Get Crikey FREE to your inbox every weekday morning with the Crikey Worm.
But then 24-year-old Italian cycling sensation Riccardo Ricco, a two-time stage winner in 2008, was arrested and charged by French police for using a new strain of EPO. He and his Italian team-mate, Leonardo Piepoli, also a stage winner in 2008, were sacked by their team, Saunier Duval. Ricco had modelled himself on Marco Pantani, a rider as well-known for his aggressive hill climbing as his drug use.
Australian rider, Simon Gerrans, who won his first stage of the Tour de France on Sunday, argues that doping punishes clean athletes as well as the dirty. His team, Credit Agricole, is set to sign a new sponsor for 2009, and he writes that his biggest fear is that the new sponsor may walk away from the table due to the latest doping stories.
His fears may not be unfounded. At the weekend, Barloworld announced it would no longer support professional cycling after this year’s Tour, and a former team-mate of alleged drug cheat Duenas, Kenyan born British rider Chris Froome blamed Duenas for selfishly risking “almost 45 people’s jobs.” Saunier Duval has also signalled it may walk away from the sport, even hinting at legal action against team management.

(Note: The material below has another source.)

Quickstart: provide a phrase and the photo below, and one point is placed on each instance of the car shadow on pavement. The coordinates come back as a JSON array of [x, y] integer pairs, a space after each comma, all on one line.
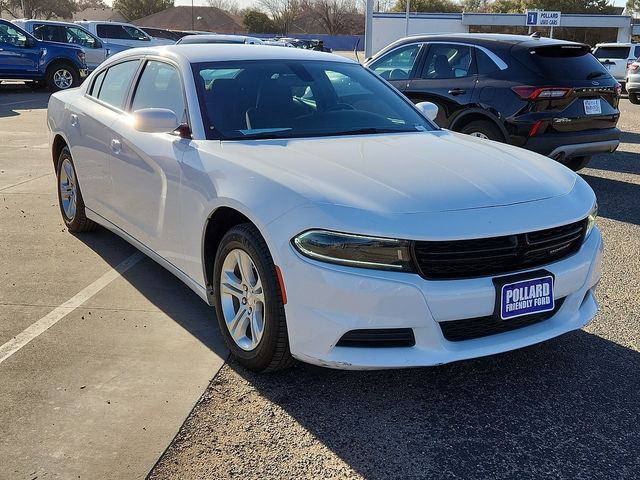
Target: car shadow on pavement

But as argued by commentators like Greg Baum, and incidentally by Cadel Evans, times are changing. Drug testing appears to be working. While riders have been found cheating again this year, it has not overshadowed the cycling. Are fewer riders doping, or is the intrusive testing regime starting to protect events like the Tour de France, and by extension helping to rebuild the cycling?
By this time last year, three riders in the top ten had been removed from the race, including the leader. The criminal sanctions are now real: up to 5 years in prison, and a 75,000 Euro fine. Riccardo Ricco was caught through co-operation between the company manufacturing a drug for the treatment of kidney disease and WADA.
For Cadel Evans, who is favoured by many to win the Tour this year, and for the future of the sport, perhaps the price of vigilance is proving a worthy investment.